In January, Australia’s Electronic Security Commissioner Julie Inman Grant revealed that, based on data provided to her by X between November 2022 and May 2023, X had reinstated 6,103 Australian accounts, of which 194 had been suspended for violating what was then X’s hateful conduct policy. .

“A number of these reinstated users had previously been banned for online hate,” Inman Grant said at the time. If you let the worst offenders return while dramatically reducing trust and security staff… there are obvious concerns about the implications for user safety.

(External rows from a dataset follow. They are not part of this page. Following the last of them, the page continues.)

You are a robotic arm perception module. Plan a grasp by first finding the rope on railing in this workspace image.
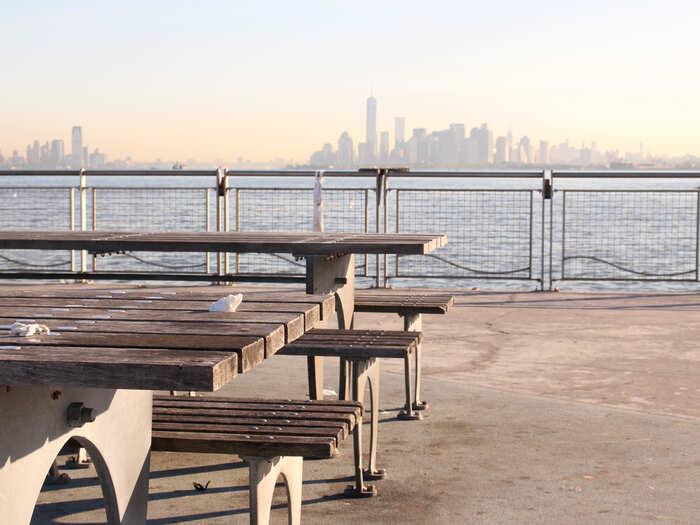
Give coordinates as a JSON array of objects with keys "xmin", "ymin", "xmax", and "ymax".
[
  {"xmin": 399, "ymin": 253, "xmax": 530, "ymax": 275},
  {"xmin": 267, "ymin": 253, "xmax": 365, "ymax": 270},
  {"xmin": 0, "ymin": 255, "xmax": 70, "ymax": 268},
  {"xmin": 123, "ymin": 253, "xmax": 207, "ymax": 270},
  {"xmin": 564, "ymin": 255, "xmax": 695, "ymax": 277}
]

X was among half a dozen tech platforms that received legal notices from Australia’s online safety regulator this week asking how they were taking action against extremist and terrorism-related content on their platforms. Grant said video of the Christchurch massacre was still circulating online.

Platforms could be fined if they do not respond to notifications within 49 days.

Roose said governments were reluctant to take “real action”, and while there had been speculation that Australia would follow the United States in a potential ban on TikTok over security concerns, he did not. There was no real threat of X being banned for failing to combat extremism on the platform. , if that’s what eSafety reviews find.

“It comes down to the willingness to take decisive action based on leadership and an understanding of fundamentals and citizenship, because we can’t get by in real life, we get by online and that’s it. is what is corrosive to democracy… which is supposed to be founded. on mutual respect and recognition.